Dopo averci pensato a lungo davanti all'ingresso chiuso, il braccio disegnò una linea verticale nell'aria, la mano si chiuse a pugno e le nocche domandarono permesso.
Secondi alternati col battito del suo cuore accelerato da un senso di eccitazione. Sentì rumori di vita all'interno della stanza, una sequenza di gesti che si conclusero con una maniglia afferrata, girata e una porta dischiusa.
«Ciao Tristan...», mormorò al giovane dentro la camera con il viso vagamente assonnato, occhiaie dalla leggera sfumatura violacea e i capelli scarmigliati dalla morsa del cuscino. «Posso entrare? Non ne posso più di quella gente, potrei urlargli contro di tutto e finire la serata in ospedale...un'idea che non mi entusiasma poi tanto...» disse con un timido sorriso e uno sguardo di supplica divertita.
Il giovane lo guardò, si passò una mano tra i capelli nel tentativo di domarli e trattenendo uno sbadiglio si spostò di lato invitandolo silenziosamente ad entrare. La porta della camera 37 venne chiusa alle loro spalle, escludendo tutto il resto del mondo.
La stanza era in penombra, illuminata parzialmente da una lampada in carta di riso bianca. Nessun odore particolare, se non quello classico di mobili nuovi in un albergo da poco ristrutturato.

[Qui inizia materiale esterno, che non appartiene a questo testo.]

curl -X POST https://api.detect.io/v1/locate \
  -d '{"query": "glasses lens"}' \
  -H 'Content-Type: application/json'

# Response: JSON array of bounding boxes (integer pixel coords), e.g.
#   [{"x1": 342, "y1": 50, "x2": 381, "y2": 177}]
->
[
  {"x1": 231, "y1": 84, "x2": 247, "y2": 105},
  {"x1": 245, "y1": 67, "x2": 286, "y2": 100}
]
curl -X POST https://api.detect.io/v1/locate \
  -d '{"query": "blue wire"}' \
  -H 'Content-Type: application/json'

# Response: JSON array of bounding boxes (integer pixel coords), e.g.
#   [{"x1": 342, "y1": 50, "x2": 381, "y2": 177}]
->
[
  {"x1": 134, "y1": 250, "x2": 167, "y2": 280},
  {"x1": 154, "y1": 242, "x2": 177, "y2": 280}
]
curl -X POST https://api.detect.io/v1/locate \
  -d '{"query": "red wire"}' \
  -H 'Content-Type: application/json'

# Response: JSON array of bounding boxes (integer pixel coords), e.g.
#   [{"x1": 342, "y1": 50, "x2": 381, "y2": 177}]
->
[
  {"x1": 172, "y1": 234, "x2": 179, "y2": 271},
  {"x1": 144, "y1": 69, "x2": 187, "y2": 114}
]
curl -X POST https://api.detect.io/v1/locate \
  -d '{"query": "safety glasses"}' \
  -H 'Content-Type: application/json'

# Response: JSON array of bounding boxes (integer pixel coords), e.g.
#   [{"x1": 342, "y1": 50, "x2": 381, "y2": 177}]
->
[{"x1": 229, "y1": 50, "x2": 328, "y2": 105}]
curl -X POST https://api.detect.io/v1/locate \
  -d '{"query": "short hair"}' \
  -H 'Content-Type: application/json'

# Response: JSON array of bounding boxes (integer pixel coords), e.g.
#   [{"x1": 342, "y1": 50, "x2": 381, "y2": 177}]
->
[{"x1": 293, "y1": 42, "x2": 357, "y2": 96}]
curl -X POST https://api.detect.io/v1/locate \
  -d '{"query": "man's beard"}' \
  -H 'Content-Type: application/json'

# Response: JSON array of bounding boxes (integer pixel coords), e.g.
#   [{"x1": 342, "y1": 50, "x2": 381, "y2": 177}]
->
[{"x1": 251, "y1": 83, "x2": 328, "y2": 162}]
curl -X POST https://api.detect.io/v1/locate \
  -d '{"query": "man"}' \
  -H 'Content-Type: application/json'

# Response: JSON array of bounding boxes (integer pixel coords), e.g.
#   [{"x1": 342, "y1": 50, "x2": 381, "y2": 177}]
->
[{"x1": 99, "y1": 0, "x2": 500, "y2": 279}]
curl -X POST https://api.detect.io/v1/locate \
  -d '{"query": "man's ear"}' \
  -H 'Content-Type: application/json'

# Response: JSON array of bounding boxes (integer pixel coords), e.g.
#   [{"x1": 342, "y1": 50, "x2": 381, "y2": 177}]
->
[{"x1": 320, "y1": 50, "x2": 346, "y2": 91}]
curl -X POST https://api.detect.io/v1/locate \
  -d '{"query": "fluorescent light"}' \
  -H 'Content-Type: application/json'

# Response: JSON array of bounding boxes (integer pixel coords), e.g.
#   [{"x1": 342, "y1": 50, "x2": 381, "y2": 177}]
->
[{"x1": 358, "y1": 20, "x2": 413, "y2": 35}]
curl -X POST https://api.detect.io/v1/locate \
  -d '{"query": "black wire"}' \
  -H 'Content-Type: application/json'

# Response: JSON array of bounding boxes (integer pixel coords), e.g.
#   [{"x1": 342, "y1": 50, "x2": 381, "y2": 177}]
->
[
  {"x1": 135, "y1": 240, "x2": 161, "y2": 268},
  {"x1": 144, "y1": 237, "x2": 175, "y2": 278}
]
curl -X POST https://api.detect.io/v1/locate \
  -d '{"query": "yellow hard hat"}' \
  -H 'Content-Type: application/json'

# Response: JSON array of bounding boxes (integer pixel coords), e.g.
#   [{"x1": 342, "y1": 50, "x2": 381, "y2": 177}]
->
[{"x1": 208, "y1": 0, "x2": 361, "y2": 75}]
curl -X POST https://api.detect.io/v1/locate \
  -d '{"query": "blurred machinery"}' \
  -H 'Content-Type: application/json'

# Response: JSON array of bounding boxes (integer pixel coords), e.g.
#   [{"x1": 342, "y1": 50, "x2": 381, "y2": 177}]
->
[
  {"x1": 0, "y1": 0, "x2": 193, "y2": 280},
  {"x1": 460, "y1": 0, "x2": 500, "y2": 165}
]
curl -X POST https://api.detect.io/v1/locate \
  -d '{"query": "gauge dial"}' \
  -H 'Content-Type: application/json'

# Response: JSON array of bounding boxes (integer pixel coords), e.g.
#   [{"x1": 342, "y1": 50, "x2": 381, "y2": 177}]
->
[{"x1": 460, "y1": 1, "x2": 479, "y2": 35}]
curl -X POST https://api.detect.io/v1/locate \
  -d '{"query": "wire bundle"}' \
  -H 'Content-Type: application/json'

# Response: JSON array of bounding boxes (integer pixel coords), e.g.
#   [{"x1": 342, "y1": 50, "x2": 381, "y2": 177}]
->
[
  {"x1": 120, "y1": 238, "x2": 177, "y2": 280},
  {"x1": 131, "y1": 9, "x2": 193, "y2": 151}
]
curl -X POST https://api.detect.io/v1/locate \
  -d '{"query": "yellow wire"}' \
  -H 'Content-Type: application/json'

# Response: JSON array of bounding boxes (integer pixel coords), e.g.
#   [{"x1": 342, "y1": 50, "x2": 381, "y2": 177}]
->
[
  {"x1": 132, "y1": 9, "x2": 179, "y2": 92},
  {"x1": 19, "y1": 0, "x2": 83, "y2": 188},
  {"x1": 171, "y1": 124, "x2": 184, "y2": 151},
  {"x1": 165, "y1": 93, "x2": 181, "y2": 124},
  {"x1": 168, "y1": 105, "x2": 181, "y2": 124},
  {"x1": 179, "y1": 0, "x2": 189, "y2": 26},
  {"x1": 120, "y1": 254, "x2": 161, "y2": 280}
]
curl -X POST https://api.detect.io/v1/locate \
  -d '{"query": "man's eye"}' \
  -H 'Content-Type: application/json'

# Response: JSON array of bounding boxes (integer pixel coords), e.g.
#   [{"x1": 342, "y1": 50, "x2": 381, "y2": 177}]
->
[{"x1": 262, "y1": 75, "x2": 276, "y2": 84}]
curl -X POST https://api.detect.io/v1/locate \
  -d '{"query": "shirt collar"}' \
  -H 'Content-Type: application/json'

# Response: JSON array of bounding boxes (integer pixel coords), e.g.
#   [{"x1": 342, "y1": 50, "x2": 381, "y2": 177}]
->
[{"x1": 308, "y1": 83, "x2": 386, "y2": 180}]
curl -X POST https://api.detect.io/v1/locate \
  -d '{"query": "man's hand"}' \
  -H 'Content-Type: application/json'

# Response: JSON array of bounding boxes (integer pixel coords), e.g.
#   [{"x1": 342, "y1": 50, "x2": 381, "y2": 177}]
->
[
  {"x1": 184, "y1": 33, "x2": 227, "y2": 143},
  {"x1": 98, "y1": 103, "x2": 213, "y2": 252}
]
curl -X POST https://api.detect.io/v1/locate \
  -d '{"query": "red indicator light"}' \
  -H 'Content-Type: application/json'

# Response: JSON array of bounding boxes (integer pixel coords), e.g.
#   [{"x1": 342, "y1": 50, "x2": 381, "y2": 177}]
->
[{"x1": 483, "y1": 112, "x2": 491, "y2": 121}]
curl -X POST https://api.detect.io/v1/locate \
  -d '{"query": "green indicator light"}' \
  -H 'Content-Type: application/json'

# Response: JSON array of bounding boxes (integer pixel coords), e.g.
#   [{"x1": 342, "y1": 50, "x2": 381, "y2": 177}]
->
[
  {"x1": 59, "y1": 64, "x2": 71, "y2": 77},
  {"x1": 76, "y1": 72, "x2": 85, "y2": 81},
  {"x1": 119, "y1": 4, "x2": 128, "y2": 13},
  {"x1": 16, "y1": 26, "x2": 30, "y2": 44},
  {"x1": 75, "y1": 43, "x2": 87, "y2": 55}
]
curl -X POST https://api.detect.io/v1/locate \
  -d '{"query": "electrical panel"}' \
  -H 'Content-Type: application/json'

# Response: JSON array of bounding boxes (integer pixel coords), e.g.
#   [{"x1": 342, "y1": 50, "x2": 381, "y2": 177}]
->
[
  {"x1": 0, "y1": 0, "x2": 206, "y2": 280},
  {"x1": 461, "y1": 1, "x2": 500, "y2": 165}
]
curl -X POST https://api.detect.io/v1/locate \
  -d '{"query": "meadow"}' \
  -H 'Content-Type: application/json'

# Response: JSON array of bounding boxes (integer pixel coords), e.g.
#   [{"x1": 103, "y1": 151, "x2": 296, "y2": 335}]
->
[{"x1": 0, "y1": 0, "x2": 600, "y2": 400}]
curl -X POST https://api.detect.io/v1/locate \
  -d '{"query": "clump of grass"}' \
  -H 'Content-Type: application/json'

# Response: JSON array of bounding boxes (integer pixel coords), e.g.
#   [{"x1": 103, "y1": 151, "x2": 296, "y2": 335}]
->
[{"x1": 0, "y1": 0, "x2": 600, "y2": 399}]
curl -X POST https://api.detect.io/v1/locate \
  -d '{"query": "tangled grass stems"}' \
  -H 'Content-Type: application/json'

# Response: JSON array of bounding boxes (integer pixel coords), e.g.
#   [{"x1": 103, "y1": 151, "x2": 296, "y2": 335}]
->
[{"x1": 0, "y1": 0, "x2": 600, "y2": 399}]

Tristan si risistemò sul letto e riprese l'attività interrotta dall'arrivo del ragazzo annoiato. Senza sollevare lo sguardo dal libro gli domandò quale fosse il problema.
«Dall'altra parte del corridoio è in corso una gara a chi è più idiota e dopo un'ora e mezza sinceramente non ne posso più. Ero sicuro che nella tua stanza regnasse il silenzio e per questo eccomi qui...»
Dalle labbra di Tristan sgusciò fuori un mugugno d'assenso e la stanza ripiombò nell'assenza totale di rumore. Neanche il ticchettio di un orologio in sottofondo.
Il ragazzo si accomodò sulla poltrona vicino alla finestra e studiò intensamente l'espressione di Tristan alla ricerca di un segnale d'interesse nei suoi confronti.
«Basthian, che cosa c'è?!», domandò chiaramente infastidito.
«Nulla, è solo che stai fissando il libro come se lo odiassi. Immagino che da un momento all'altro le pagine prendano fuoco per disperdersi nella stanza sotto forma di coriandoli incandescenti...», cantilenò Basthian.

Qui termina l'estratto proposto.